Was 2020 als Vision begann, ist heute weithin sichtbar: Knapp zwei Jahre nach dem Spatenstich hat das neue Landesdienstleistungszentrum (LDZ) am Salzburger Hauptbahnhof sein oberstes Stockwerk erreicht – und das im Zeitplan. Ein wesentlicher Meilenstein für ein Projekt, das wir für das Land Salzburg von der ersten Idee bis zum Einzug begleiten dürfen.

Am Entree zur Salzburger Altstadt in unmittelbarer Bahnhofsnähe, entsteht eines der modernsten Dienstleistungszentren Europas. Dafür braucht es eine Lösung von höchster Qualität. Und nicht nur was die Gestaltung betrifft. Auch technologische, wirtschaftliche, soziale, kulturelle und ökologische Ziele sind zu beachten: flexible Raumorganisation für zukünftige Kommunikations- und Arbeitsformen, Holzhybridbauweise in größtmöglichem Ausmaß, anspruchsvolle Sicherheitskonzepte und eine Modernisierung der Verwaltungsabläufe, die einiges an nötiger Überzeugungsarbeit erwarten lässt. Ein von uns durchgeführter Planungswettbewerb brachte das beste Ergebnis hervor.

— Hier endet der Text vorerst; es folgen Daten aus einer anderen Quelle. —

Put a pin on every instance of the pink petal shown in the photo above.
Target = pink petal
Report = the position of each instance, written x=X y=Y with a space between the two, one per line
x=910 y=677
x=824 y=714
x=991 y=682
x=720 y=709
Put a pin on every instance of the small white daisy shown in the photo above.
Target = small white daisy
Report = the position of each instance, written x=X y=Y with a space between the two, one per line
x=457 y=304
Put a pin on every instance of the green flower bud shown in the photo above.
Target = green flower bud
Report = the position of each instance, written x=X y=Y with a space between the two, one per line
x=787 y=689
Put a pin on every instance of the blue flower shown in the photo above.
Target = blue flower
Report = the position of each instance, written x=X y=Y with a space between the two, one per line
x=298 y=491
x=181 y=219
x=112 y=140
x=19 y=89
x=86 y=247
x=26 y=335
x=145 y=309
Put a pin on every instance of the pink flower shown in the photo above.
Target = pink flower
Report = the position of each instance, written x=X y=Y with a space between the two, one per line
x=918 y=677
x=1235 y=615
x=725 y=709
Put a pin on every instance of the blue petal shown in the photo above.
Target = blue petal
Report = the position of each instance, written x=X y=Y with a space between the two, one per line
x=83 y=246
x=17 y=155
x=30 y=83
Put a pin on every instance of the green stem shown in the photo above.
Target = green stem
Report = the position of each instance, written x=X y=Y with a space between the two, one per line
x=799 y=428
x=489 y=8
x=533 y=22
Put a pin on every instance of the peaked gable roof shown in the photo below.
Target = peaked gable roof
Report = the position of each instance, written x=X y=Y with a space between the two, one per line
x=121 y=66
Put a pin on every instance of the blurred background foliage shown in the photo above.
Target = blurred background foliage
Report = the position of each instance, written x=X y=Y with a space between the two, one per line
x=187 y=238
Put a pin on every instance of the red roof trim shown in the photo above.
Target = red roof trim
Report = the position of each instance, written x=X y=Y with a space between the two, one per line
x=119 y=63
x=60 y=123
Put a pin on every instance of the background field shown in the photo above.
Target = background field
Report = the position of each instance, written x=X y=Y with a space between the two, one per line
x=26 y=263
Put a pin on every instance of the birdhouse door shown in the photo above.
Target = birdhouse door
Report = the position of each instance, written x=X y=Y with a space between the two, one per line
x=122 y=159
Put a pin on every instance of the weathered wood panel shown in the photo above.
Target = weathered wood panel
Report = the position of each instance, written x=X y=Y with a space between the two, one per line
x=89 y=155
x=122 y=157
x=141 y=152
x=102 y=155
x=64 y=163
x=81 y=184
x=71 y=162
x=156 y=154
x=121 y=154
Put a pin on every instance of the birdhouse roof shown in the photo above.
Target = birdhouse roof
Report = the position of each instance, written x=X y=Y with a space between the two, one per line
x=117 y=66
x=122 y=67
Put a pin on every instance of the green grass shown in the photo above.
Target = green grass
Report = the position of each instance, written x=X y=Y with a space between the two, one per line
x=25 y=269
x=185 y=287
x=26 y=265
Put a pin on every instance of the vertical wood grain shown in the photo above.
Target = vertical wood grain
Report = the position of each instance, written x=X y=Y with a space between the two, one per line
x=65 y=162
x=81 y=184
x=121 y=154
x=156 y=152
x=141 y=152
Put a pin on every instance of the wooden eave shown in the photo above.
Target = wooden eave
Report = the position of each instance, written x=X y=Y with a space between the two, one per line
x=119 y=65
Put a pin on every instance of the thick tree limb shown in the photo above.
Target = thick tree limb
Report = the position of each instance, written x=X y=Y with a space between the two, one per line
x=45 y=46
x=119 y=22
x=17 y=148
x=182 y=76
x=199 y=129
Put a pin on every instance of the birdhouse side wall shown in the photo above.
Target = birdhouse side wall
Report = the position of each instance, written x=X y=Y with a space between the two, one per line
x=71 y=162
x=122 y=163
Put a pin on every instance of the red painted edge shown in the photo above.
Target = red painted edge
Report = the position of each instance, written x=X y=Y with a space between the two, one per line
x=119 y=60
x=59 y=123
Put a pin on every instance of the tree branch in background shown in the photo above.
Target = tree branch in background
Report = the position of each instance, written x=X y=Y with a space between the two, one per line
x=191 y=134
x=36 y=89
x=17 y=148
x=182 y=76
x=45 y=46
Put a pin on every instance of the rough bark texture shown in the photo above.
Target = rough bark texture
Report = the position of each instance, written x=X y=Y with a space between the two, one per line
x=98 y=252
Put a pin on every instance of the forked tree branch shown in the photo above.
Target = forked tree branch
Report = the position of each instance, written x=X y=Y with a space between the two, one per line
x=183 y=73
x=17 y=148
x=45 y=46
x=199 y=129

"Eine der modernsten und effizientesten Verwaltungen Europas werden…", das hatte die Salzburger Landesregierung als Ziel formuliert. 2020 starteten wir mit der Bedarfsplanung für rund 1.400 Mitarbeiter:innen aus 18 Abteilungen für rund 54.000 m² (NGF), deren Ergebnisse in den Architekturwettbewerb einflossen. Die partizipative Bedarfsplanung ist wesentlicher Teil des Change Prozesses, der optimal auf die neue Arbeitswelt vorbereiten soll. In bislang rund 80 Workshops mit über 200 Ansprechpartner:innen wurde an den Anforderungen und deren Optimierung in der Planung gearbeitet.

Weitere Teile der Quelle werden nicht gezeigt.